Because polling is inefficient and wasteful of network and processor
resources, we would like to provide these applications a mechanism
whereby they can be explicitly notified of changes. In this
document, we describe a scalable mechanism allowing UAs to be
notified of changes in service availability.
2. Notation Conventions
The key words "MUST", "MUST NOT", "REQUIRED", "SHALL", "SHALL NOT",
"SHOULD", "SHOULD NOT", "RECOMMENDED", "MAY", and "OPTIONAL" in this
document are to be interpreted as described in RFC 2119 [2].
3. Terminology
In this section, we present some additional terminology beyond that
in [1] and [3].
Notification - A message sent to an interested agent informing that
agent that a service has appeared or disappeared.
Subscription - A request to be informed about changes in service
availability for a particular service type and scopes.
4. Design Considerations
The primary design consideration in a notification protocol for SLP
is that we would like it to exhibit the same high degree of
scalability and robustness that the base SLP protocol exhibits.

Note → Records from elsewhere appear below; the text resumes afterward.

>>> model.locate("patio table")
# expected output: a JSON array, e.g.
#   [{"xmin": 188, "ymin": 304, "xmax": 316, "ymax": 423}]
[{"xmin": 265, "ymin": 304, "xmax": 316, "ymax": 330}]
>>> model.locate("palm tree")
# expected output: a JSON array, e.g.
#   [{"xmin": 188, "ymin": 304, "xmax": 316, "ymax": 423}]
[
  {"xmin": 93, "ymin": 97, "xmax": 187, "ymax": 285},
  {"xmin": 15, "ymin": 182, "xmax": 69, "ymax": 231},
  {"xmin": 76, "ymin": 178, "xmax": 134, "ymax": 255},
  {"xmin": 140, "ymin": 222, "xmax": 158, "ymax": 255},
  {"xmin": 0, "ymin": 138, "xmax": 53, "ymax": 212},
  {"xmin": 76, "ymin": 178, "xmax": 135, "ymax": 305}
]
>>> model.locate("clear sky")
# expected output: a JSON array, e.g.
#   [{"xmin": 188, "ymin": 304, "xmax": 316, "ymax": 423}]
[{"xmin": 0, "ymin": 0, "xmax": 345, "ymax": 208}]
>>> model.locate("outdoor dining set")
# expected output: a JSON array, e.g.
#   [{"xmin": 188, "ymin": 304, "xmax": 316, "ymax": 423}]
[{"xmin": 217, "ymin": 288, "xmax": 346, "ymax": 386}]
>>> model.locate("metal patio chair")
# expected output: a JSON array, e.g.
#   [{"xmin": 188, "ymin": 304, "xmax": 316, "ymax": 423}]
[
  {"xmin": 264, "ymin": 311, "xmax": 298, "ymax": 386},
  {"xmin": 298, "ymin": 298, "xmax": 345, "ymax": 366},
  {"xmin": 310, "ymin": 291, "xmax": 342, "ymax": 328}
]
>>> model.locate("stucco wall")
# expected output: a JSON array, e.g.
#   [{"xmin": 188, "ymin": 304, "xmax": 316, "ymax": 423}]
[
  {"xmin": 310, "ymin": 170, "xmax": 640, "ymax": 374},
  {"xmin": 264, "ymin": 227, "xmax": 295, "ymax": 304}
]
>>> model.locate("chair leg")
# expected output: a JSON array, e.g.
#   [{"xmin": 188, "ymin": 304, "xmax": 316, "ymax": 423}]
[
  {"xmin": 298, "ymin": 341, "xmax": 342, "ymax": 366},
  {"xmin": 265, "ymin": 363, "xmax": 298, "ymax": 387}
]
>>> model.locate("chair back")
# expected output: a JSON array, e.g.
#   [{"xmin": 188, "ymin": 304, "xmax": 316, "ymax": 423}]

Notification should work in small networks with only a few SAs, as
well as large enterprise networks with thousands of SAs and hundreds
of DAs. Small networks should not be required to deploy DAs in order
to receive the benefits of notification. We also want to assure that
notification in large networks does not cause heavy processing loads
to fall on any one particular SLP agent. This requires that the task
of notification be distributed rather than centralized, to avoid
loading down one agent with doing all the notification work.
Finally, we would like the notification scheme to be robust in the
face of DA failures, just as the base SLP design is.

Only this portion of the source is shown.